Société
22:54 7 novembre 2013 | mise à jour le: 7 novembre 2013 à 22:54 temps de lecture: 4 minutes

Simon Le Zèbre est né

La naissance de Simon s’est déroulée il y a 19 mois. «Simon est né dans le fracas en mars 2012. La détresse respiratoire à la naissance s’est transformée en code dans les haut-parleurs de l’étage, suivi en quelques secondes par le chariot de réanimation accompagné d’une demi-douzaine de personnes. Notre Simon qui n’a jamais fait les choses comme les autres n’allait certainement pas manquer son entrée en scène. Ce fut le début d’une belle aventure, effroyable pour les parents au départ», racontent Marie-Ève Pelletier et Martin Guilbert sur Facebook. Près d’un an et demi plus tard, une seconde naissance se produit. Le papa et la maman de Simon ont lancé récemment un Fonds Fondation Simon Le Zèbre.
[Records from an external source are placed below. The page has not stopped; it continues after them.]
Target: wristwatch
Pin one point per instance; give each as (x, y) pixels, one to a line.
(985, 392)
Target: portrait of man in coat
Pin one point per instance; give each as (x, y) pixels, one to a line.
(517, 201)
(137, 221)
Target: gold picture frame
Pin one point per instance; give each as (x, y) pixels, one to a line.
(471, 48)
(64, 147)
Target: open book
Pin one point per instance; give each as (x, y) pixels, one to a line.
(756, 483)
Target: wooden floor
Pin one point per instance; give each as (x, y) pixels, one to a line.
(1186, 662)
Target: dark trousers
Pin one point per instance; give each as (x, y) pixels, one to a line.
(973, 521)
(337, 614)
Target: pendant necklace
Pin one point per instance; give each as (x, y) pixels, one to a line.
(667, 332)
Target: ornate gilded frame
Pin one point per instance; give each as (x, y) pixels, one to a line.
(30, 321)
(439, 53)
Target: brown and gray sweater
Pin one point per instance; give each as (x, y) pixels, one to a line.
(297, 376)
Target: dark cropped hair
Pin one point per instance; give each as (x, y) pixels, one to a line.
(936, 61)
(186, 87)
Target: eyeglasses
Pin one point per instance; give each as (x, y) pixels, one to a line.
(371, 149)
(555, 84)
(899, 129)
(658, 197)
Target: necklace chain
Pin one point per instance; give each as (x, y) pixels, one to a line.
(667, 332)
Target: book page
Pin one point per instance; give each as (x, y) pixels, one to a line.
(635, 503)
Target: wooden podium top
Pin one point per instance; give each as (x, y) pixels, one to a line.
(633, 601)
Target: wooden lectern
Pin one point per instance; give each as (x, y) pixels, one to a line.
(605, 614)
Souffrant de difficultés respiratoires sévères, le bambin a été suivi de près par un médecin dès ses premiers jours. Avec le temps, les parents de Neufchâtel notent un retard dans son développement. À la suite d’un examen, le diagnostic est posé en novembre 2012. Simon est atteint du syndrome de Sotos étant caractérisé par une croissance physique excessive principalement lors des premières années de vie. La maladie rare affecte un enfant sur 14000. En général, les malades ont une large tête, un front proéminent, des mains ainsi que des pieds plus grands que la normale. Par exemple, le tour de tête de Simon a la taille de celui d’un enfant de sept ans.
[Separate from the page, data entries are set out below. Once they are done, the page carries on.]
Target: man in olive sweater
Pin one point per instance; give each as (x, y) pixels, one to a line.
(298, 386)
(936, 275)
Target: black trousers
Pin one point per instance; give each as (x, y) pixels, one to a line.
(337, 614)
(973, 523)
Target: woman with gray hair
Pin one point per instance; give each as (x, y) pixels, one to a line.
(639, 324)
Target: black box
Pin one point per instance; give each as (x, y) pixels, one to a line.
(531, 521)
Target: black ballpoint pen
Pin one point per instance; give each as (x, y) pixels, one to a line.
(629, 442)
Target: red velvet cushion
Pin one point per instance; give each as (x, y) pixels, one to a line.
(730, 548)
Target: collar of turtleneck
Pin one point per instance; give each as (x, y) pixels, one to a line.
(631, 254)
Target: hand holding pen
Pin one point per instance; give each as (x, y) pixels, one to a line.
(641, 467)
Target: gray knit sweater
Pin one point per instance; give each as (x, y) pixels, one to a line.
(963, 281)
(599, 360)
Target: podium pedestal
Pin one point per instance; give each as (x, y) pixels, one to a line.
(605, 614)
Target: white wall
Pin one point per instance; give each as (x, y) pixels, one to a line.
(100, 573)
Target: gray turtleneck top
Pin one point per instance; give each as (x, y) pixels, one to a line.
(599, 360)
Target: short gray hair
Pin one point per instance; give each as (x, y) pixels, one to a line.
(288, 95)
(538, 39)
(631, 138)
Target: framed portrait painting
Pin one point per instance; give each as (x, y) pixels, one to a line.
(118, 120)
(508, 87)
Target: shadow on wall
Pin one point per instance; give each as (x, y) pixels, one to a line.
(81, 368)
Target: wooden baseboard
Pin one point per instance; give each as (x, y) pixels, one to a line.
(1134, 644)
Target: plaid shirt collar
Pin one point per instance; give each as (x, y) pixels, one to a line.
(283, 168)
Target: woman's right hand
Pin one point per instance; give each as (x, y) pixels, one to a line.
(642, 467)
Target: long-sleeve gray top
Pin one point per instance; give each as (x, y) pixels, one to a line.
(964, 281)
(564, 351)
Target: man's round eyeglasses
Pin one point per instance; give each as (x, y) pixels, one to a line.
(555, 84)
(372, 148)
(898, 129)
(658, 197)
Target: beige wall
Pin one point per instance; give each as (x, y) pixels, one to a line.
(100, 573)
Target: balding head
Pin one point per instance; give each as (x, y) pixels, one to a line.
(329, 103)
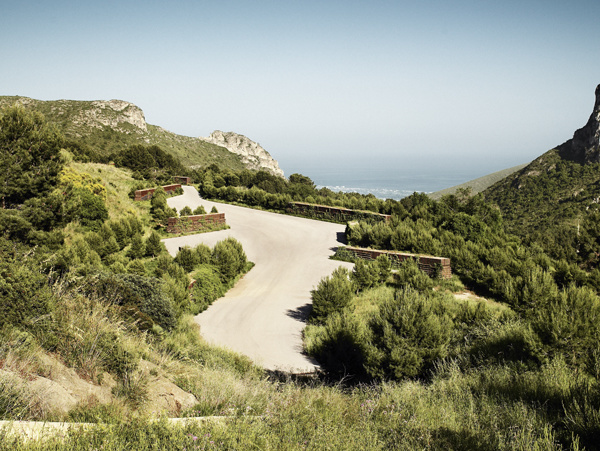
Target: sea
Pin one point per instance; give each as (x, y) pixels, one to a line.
(388, 182)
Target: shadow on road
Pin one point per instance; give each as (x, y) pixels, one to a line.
(301, 313)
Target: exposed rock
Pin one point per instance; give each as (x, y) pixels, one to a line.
(253, 155)
(164, 395)
(114, 113)
(584, 147)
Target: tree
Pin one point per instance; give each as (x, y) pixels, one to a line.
(153, 245)
(186, 258)
(29, 155)
(137, 247)
(200, 210)
(185, 211)
(229, 257)
(365, 274)
(332, 295)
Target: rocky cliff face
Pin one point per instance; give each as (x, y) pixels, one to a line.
(110, 126)
(114, 114)
(253, 155)
(584, 147)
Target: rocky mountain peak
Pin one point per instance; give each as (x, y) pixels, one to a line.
(113, 113)
(253, 155)
(584, 147)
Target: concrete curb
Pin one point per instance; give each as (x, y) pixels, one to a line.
(39, 430)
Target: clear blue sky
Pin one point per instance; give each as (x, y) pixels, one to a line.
(486, 84)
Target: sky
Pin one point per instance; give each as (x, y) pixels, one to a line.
(473, 86)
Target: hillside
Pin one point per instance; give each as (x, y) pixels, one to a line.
(479, 184)
(559, 189)
(95, 312)
(107, 127)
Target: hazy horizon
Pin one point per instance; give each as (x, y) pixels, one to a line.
(430, 84)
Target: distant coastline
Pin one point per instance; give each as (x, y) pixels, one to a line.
(387, 183)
Ils ont aussi un faible tonus musculaire, un retard de langage et parfois, une déficience intellectuelle. Des troubles de comportements peuvent apparaître et de l’épilepsie. Avec l’âge, certains traits physiques diminuent, la croissance se stabilise tout comme le tonus musculaire. «Il existe des cas plus sévères que Simon, mais ça pourrait se complexifier», soutient M. Guilbert, propriétaire de pharmacies à Lebourgneuf et Charlesbourg.

Depuis un an, la famille Guilbert s’est rendue à 70 reprises à l’hôpital. Les rendez-vous s’enchaînent que ce soit en physiothérapie, de l’ergothérapie ou pour rencontrer un autre spécialiste. «Tout le côté environnemental est important dans le développement de l’enfant», fait valoir Marie-Ève Pelletier. Bien entouré de deux sœurs, Charlotte et Laurence, le petit garçon a une vie à la maison remplie de stimuli. Selon les parents, le diagnostic posé tôt a permis de prendre en charge rapidement Simon.
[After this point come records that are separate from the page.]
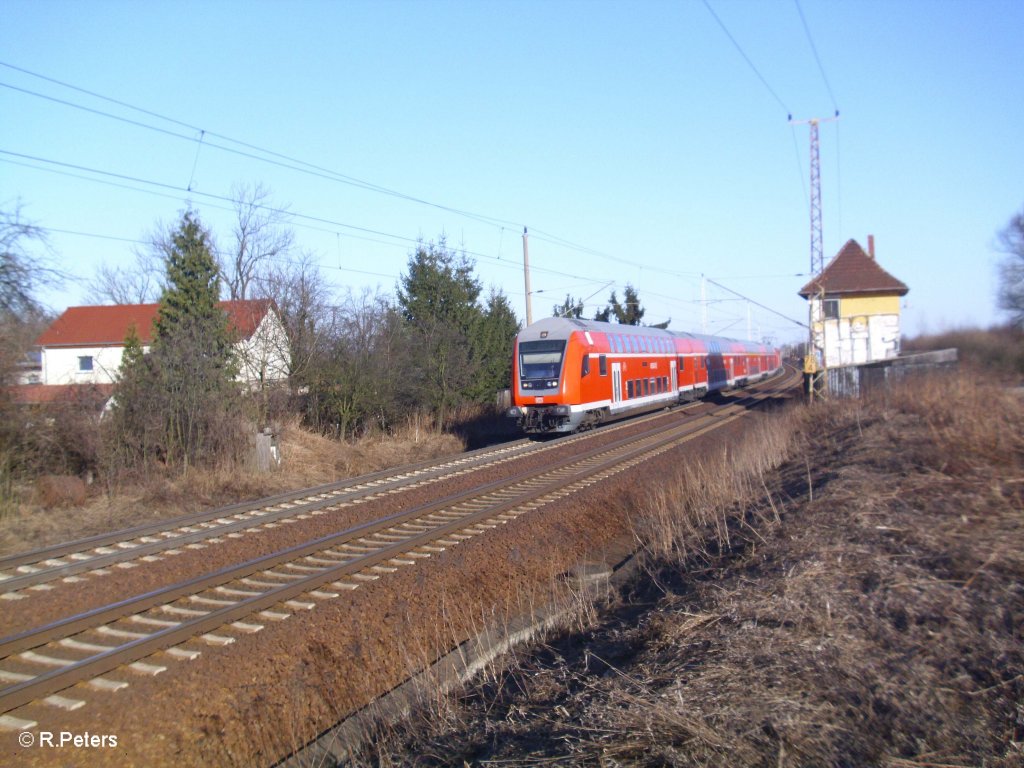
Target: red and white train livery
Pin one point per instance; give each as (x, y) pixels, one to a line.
(571, 374)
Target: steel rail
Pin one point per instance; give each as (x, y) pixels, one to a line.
(114, 538)
(630, 450)
(175, 532)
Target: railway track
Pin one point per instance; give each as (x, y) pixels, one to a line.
(100, 649)
(36, 570)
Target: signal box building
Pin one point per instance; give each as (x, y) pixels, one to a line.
(855, 308)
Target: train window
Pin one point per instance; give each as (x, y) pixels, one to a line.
(541, 359)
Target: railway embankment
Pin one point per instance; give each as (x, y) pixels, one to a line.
(860, 604)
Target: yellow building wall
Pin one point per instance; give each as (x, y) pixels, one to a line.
(853, 306)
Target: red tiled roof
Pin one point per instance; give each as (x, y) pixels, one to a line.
(108, 326)
(852, 270)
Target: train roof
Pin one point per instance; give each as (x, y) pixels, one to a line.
(565, 326)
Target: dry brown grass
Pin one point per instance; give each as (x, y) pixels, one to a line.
(861, 605)
(51, 514)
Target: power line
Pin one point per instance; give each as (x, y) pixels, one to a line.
(304, 219)
(745, 57)
(814, 50)
(281, 160)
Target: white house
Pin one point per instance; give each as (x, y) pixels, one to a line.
(85, 344)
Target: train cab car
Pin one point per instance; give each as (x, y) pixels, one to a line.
(573, 374)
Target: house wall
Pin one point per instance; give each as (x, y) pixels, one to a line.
(851, 306)
(866, 330)
(60, 365)
(262, 358)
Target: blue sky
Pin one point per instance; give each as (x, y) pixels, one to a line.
(634, 131)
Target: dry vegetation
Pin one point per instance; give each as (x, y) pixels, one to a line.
(57, 508)
(997, 352)
(860, 603)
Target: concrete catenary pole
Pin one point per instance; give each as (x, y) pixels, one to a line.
(525, 274)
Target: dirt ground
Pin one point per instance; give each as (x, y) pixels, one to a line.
(864, 607)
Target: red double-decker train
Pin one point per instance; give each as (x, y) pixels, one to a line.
(573, 374)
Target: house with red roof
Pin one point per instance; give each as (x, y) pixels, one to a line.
(854, 307)
(85, 344)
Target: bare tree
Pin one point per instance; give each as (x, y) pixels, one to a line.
(23, 269)
(300, 294)
(1011, 294)
(260, 236)
(142, 282)
(139, 284)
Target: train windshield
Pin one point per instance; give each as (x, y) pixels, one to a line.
(541, 359)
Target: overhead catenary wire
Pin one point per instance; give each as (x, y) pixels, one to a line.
(266, 156)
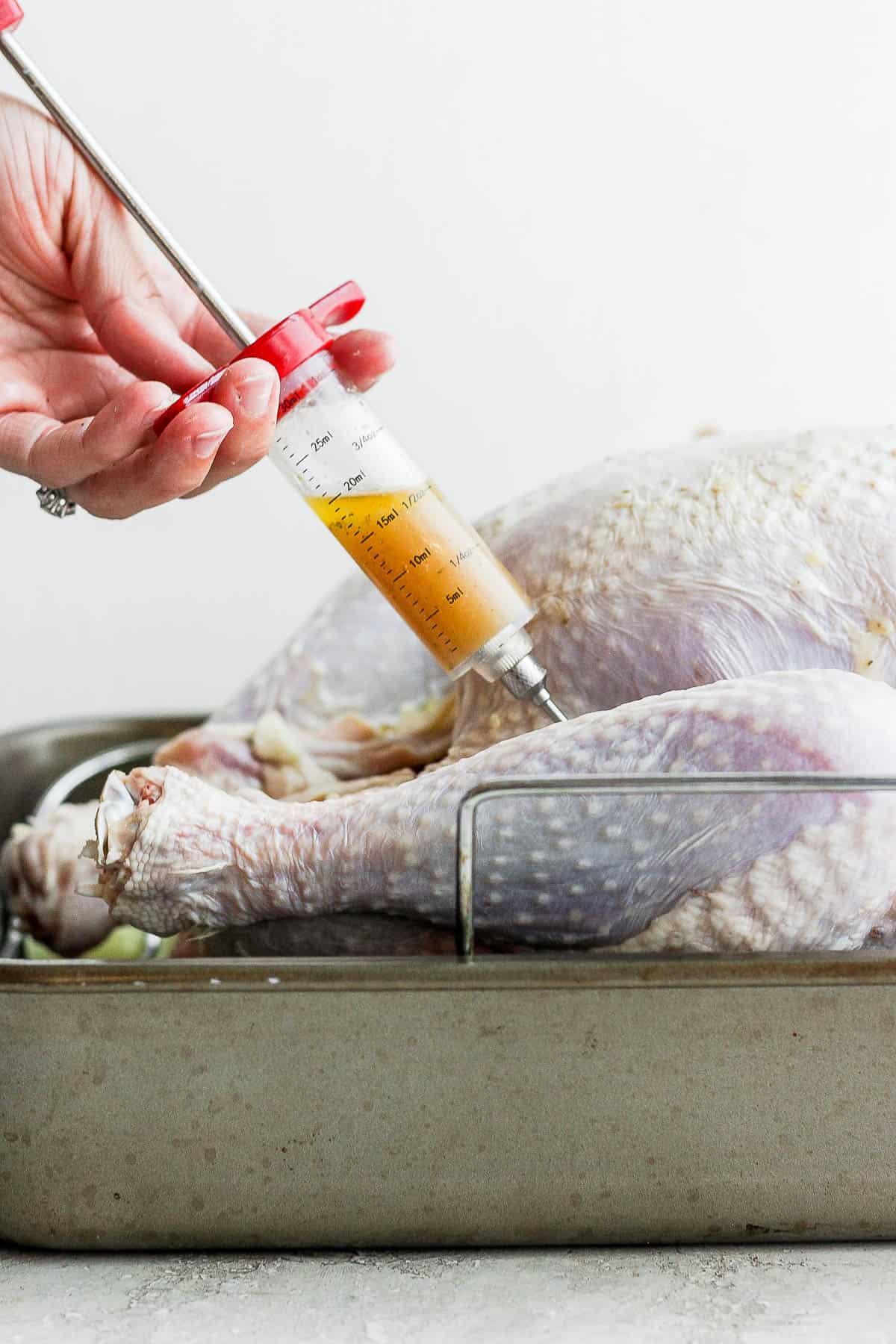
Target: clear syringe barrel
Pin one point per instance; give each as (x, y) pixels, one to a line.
(430, 564)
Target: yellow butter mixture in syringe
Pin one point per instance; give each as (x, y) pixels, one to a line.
(432, 566)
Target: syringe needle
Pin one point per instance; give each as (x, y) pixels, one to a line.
(554, 712)
(527, 680)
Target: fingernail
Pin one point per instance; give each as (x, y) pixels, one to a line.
(255, 394)
(208, 443)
Fonds Fondation Simon Le Zèbre

«Grandir dans la différence» est le slogan choisi par Marie-Ève Pelletier et Martin Guilbert pour leur Fonds Fondation Simon Le Zèbre. Parce que leur fils est différent, ils ont rapidement goûté aux lourds regards. C’est pourquoi les principaux objectifs de l’œuvre sont de démystifier et faire connaître la maladie de Sotos, soutenir les organismes et les fondations ayant pour mission la recherche, mais également la diffusion d’information sur les maladies rares.

Un enfant atteint du syndrome de Sotos a certains de ses traits physiques anormaux. La vedette ambassadrice du fonds a été dessinée en fonction de cette distinction. Le Zèbre a été choisi puisqu’il est l’emblème des maladies rares. Lors de la conception du personnage, les deux fondateurs ont pris soin de donner une bouille sympathique à la bête rayée. «Ce n’est pas parce qu’on a une différence que l’on n’est pas gentil. Venez nous parler», lance Marie-Ève Pelletier.

Les deux initiateurs du fonds, sous l’égide de la Fondation communautaire du Grand Québec, ont aussi dans leur mire les services de pause parentale. «Dernièrement ce qui est venu nous chercher, ce sont les maisons de répit», mentionne Martin Guilbert. Il s’agit d’une direction que pourrait prendre une partie des sommes amassées afin d’aider ces lieux précieux pour les parents d’enfant malade épuisés.